- The “misery index” adds up the rates of unemployment and inflation.
- In the past, it’s been a good indicator of whether a president will be reelected.
- But there are signs the gauge may now be broken, with many people still gloomy about the economy.
The gap between how economists and many people feel about the state of the nation has rarely been so wide.
Number crunchers including Paul Krugman and Mohamed El-Erian have touted lower inflation, better-than-expected growth, and a resilient jobs market as signs that the economy is enjoying a post-pandemic rebound.
But Main Street has taken a decidedly gloomier view, with recession worries persisting and big-name companies ramping up layoffs.
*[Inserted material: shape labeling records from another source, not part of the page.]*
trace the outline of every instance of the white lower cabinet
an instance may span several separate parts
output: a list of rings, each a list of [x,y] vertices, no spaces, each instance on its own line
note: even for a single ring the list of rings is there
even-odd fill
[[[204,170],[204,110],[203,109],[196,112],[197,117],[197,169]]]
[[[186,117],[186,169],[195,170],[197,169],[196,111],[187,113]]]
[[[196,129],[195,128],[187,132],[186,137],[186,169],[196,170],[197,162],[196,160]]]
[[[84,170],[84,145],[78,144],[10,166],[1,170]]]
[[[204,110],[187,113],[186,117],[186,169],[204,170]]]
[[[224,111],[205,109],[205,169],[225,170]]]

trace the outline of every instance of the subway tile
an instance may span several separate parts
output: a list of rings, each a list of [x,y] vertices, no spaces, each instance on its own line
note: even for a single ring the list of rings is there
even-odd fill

Polls suggest that the majority of Americans don't like "Bidenomics," while many workers are unhappy that their pay hasn't kept pace with inflation.
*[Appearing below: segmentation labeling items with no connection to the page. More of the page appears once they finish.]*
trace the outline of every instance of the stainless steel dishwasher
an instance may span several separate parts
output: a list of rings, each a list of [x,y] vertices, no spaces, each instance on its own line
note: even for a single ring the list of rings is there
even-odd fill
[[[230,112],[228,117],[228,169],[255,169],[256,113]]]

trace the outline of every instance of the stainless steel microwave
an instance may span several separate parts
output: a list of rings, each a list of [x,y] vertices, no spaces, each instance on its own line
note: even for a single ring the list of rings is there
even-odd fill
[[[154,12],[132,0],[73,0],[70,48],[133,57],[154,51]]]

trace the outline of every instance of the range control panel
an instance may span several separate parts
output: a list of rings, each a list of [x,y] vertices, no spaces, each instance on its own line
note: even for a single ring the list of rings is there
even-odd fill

As a result, the widely-followed "misery index" — used as a simple way of judging the state of an economy — might be broken as a tool for assessing presidents.
Cooling inflation, steady unemployment
Arthur Okun, an economist in the Johnson administration, came up with the misery index in the early 1970s as a means of judging the state of an economy at a specific moment.
It's easy to calculate — all you need to do is add up the inflation and seasonally-adjusted unemployment rates.
Over the first two years of Biden's presidency, the gauge climbed to just under 13%. Since then, the Federal Reserve's aggressive interest-rate hikes have helped tame inflation, while the unemployment rate has held steady at under 4% in the face of that tightening campaign.